Bu yüzden geçimini ve umudunu devlete bağlayanların sayısı da azalacağına artıyor. Devlet bütçesindeki sosyal yardım ve transferlerin artışı ise eğitimsiz ve yoksul kitlelerin de bu eğilimi iyice pekiştirdiğini ortaya koyuyor.

Şirketler tesadüfen büyümez

Neredeyse Cumhuriyetin kuruluşuyla yaşıt müteşebbis özel kesim yaratma çabalarına ve bunca teşviğe rağmen şirketlerimizin hâlâ öncelikli çalışma yeri olarak görülmemesini ve insanımızın devlete bağımlılığının sürmesini neye bağlamalıyız? Tarihsel birikimin toplumun genetik kodlarındaki izdüşümü, sadece bireylerin değil şirketlerin de antenlerini Ankara'ya göre ayarlama alışkanlığını daha uzun zaman sürdüreceğine işaret ediyor. Bu durumda asıl irdelenmesi gereken, piyasa ekonomisi tercihi net bir şekilde yapıldığı ve toplum da bunu özümsediği halde, geleneksel olarak otoriteye bizim gibi bağlı Uzakdoğu toplumlarındaki ekonomik gelişme ve şirket büyüklüklerinin neden bizde ortaya çıkmadığıdır.

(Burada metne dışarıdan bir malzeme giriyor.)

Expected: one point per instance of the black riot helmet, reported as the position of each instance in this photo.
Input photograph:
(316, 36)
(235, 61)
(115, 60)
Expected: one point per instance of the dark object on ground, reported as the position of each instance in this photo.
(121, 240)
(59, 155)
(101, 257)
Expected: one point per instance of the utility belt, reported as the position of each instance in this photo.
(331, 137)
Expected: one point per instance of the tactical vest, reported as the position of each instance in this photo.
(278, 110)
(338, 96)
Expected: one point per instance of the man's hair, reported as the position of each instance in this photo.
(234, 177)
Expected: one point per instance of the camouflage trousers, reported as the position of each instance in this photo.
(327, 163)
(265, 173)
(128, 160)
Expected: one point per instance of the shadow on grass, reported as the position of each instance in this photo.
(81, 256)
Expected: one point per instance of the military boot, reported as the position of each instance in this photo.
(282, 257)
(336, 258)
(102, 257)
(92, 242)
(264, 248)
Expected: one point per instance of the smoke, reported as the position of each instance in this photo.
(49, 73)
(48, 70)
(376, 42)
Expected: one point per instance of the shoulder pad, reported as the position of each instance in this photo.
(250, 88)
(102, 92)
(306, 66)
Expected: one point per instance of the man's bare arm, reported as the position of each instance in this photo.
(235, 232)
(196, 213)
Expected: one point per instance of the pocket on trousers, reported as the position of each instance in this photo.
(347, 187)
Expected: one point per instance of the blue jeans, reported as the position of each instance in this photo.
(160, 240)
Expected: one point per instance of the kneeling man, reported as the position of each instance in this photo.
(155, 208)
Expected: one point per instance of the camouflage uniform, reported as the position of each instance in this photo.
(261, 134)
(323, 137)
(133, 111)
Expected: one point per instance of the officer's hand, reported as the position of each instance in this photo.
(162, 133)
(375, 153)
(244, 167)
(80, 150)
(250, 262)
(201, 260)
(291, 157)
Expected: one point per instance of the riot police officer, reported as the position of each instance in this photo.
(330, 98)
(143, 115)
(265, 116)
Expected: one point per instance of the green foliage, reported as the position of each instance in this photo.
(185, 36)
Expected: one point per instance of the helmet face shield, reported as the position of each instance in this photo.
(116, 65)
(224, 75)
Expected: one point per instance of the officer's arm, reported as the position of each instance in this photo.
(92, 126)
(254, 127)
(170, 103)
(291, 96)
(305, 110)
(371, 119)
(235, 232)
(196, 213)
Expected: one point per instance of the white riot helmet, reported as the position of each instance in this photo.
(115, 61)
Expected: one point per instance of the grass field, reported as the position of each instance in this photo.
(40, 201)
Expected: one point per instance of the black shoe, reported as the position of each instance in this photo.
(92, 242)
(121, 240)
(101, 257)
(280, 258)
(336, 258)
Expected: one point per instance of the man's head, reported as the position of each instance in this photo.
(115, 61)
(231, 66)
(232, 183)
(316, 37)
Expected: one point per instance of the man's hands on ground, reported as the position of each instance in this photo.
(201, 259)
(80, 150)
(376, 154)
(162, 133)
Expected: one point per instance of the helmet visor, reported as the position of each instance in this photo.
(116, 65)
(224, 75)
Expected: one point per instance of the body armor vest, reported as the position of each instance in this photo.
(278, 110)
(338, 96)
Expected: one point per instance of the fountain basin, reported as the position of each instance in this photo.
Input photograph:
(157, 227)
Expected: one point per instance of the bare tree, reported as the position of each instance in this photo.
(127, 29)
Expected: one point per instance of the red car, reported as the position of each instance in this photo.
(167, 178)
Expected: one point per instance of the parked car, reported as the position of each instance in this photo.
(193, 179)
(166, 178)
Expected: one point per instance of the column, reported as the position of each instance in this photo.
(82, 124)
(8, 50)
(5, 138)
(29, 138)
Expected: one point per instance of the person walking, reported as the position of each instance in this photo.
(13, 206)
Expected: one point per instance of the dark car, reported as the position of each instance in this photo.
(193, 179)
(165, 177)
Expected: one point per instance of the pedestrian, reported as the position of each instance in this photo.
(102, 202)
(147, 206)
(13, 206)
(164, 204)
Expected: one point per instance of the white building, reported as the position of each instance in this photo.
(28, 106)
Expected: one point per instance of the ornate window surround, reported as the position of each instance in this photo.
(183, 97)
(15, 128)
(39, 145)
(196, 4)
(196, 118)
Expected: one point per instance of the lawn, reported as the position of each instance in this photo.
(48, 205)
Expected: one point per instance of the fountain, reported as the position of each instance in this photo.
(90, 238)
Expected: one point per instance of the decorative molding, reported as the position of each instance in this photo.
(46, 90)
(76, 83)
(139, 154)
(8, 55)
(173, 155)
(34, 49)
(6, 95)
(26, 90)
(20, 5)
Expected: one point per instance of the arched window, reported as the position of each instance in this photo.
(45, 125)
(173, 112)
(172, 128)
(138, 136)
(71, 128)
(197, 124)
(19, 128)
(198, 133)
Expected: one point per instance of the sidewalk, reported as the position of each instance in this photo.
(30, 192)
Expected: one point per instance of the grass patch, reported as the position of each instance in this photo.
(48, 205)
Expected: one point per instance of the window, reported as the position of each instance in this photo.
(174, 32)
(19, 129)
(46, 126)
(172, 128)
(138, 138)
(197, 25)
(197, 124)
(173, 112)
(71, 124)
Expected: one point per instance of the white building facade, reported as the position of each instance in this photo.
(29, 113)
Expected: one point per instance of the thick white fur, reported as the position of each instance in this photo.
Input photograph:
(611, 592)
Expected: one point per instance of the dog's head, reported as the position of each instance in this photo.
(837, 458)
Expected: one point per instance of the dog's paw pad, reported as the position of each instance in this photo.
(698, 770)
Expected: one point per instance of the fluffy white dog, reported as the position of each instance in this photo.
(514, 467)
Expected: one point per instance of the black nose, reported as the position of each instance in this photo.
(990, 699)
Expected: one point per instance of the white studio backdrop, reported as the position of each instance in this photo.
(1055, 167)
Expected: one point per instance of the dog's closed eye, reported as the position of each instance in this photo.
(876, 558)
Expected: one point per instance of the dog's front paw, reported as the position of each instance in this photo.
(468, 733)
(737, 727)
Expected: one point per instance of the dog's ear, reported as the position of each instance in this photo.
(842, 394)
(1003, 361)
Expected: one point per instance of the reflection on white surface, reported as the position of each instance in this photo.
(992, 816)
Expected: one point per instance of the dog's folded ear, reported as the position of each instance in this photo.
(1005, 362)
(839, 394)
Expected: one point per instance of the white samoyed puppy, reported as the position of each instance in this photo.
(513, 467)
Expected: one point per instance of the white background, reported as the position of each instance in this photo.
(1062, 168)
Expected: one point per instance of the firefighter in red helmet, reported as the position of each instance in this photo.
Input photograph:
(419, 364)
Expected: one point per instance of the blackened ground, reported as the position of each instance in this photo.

Sorunun muhtemel cevabı, sistem tercihleri doğru yapılsa da bunları hayata geçirip uygulamada ve strateji kurgulamada toplumun öncü rolü yüklediği kamusal yönetici elitlerin başarılı olmadığı şeklinde verilebilir. Kuşkusuz bu başarısızlığın arkasında piyasa ekonomisini ve onun doğal uzantıları olan kurumları dünyadaki en iyi örnekleriyle gerçekleştirmeyi önemsemeyerek işimize gelen taraflarını alıp gerisini tesadüflere bırakmamızın, böylece kendi versiyonumuzu oluşturacağımızı sanmamızın büyük payı var. Sistem tam anlamıyla kurulmadığı için koşullar değiştiğinde dengeyi ve düzeltmeyi sağlayacak otomatik mekanizmalar devreye girmiyor ve sıklıkla oluşan krizler gelişmeyi kesintiye uğratıyor.

Böyle olmasaydı daha 60'lı yıllarda bizimle aynı düzeyde olan Güney Kore'nin kişi başı milli gelirde şimdi yaklaşık üç katımıza ulaşması, hele şirket ölçeklerinde küresel boyutlara ulaşmış 17 şirketinin dünyanın ilk 500 şirketi arasına girmesi mümkün olur muydu? Korelilerin bu başarısı, tesadüfler ya da şans ile değil, uzun yıllar farklı kamu yönetimlerince kararlılıkla uygulanmış stratejik doğrultu sayesinde gerçekleşmiş ve sonuçları da 80'li yıllarda ortaya çıkmaya başlamıştır. Hiçbir başarı hikayesinde mucizevi ve sihirli bir formül yoktur.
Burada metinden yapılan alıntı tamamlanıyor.